"He will be out of the house before we are up," she said in a tone of certainty. "Go to bed, dear boy, and never let him trouble your peace again."
"But I will trouble his peace," answered Marcantonio, bending his smooth brows.
"We will see about that afterwards," said Diana. "If you think best to fight him, I will not oppose you; but we will talk about it. We cannot talk now. Good-night my dear, dear brother."
She kissed him on the forehead and held both his hands for a moment, and then led him away. He obeyed mechanically, and they parted for the night.
Diana often wished her brother were a stronger man in the ordinary things of life, but she knew that he was honest, and no coward in danger, and that he always spoke the truth and kept his word. It was his fault that he always imagined every one to be as honest as himself until the contrary was proved,—after which he never trusted the man again.
Diana went slowly to her room and locked the door behind her. With a candle in her hand she entered the boudoir and looked round upon the scene of the catastrophe. The glass of the long window was still open, and the refractory blinds still closed, the bolts rusted in, beyond her strength to draw them. The servants had raised the desk upright and washed away the ink from the tiles; there was no trace of disorder visible.
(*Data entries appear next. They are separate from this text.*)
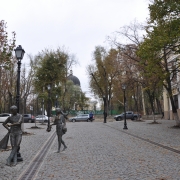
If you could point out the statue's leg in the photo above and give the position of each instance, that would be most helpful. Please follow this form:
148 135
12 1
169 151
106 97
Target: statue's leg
12 140
63 144
18 139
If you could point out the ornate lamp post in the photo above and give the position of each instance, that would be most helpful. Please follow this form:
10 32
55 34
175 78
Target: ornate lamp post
124 89
49 108
56 101
19 55
19 52
105 112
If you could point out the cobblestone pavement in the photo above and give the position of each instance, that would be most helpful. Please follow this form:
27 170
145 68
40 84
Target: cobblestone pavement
98 151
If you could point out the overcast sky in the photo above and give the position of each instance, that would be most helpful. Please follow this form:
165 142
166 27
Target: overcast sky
79 25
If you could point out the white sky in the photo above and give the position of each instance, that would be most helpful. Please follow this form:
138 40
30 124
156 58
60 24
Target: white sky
79 25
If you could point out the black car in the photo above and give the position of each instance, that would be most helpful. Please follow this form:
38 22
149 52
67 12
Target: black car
29 118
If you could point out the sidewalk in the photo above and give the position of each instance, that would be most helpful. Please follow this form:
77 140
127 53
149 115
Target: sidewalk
103 152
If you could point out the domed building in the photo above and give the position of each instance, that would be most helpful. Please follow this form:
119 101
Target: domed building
74 79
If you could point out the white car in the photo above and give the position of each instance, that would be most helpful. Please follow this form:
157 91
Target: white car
4 116
42 118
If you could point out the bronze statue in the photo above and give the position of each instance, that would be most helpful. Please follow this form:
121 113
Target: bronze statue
13 125
61 129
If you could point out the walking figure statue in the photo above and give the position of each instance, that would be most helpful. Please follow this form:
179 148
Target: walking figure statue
60 122
13 125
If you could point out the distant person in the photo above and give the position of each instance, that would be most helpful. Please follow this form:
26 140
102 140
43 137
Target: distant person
91 116
13 125
60 122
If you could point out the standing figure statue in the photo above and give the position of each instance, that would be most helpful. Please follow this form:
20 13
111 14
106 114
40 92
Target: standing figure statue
61 129
13 125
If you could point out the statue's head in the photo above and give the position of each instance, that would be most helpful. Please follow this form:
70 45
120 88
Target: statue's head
13 109
58 111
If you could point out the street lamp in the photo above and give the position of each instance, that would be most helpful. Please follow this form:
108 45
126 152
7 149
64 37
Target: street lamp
56 101
124 89
49 110
19 52
19 55
105 113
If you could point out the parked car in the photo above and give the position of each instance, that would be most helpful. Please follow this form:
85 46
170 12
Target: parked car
41 118
4 116
29 118
80 117
129 115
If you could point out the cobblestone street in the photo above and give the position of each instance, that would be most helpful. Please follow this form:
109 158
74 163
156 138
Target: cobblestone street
101 151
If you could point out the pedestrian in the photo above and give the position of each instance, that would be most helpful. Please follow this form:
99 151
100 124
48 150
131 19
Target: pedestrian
60 122
13 125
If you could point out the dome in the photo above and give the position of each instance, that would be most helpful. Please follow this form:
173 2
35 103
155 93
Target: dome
74 79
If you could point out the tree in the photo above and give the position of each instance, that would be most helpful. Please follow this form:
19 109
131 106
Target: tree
102 74
52 68
161 43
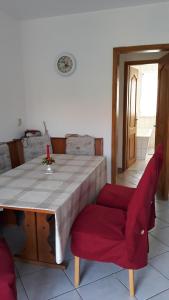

She could hardly realise that in this neat room, that very day, only a few hours ago, she had passed through one of the most terrible experiences of her life.
She sat down in the chair before the desk and bent her queenly head. She had done her best for the right through that day, but it had all gone by so very quickly that she doubted whether she had done wisely. It seemed as though the burden of it all rested upon her—of the right and of the wrong; and the burden was very heavy. May God in his mercy give strength and courage to all brave women doing the right!
I think that ordinary women have more moral vanity than ordinary men; but that very good men have more of it than very good women. A good man always seems to have a conviction of goodness, to be quite sure when he has done right, and to enjoy the sense of having done it. A woman's sympathies are wider and reach further than a man's. When she has done her best, there always is something more that she would do if she could, and until that is done also she can never feel the comfortable delight in godliness experienced by man, the grosser creature, who hedges his possibilities more closely, and gets rid of his superfluous aspirations by the logical demonstration of the unattainable. But the sphere of ordinary women is narrower, and their sympathies are dispersed in a greater multiplicity and divergence of small channels, so that a little goodness, a little easy charity with a pretty name, is a luscious titbit to the tongue that speaketh vanity.
It was a dreary night to every one of the four,—least of all perhaps to Julius Batiscombe, whose fierce temper was thoroughly roused and would not be calmed again for days, giving him a kind of wicked satisfaction while it lasted. He spent most of the night at his window, smoking and going over the scenes of the day, and the scenes of the future. His mind ran in the direction of fighting,—to fight any one or anything would be a rare satisfaction; and ever as he fancied some struggle possible the hot blood rushed to his temples and longed for action, so that he bit his cigar through and through, and clasped his hands together till the veins stood out like ropes. He slept a little at last, and dreamed savage dreams of hand-to-hand combat, and woke with the roar of cannon in his ears. For he was a man of exaggerated fancies when his brain worked unconsciously, like many men who have ended in celebrity or in insane asylums.
The roar of the guns was only a servant knocking at his door, with hot water and a note. He saw Diana's handwriting, and suspected a new move, so that he was not altogether astonished by the contents. He understood that she had made Marcantonio sign her writing—by what means he could not tell—in order to force the position. There was evidently nothing to be done but to go. He would not have left the villa for anything Diana could have said, in his present humour, but it was impossible to bid defiance to the master of the house. Besides, he supposed that since Carantoni had invited him to leave, Diana had said something which would lead to a challenge from her brother, which could naturally not be delivered under his own roof.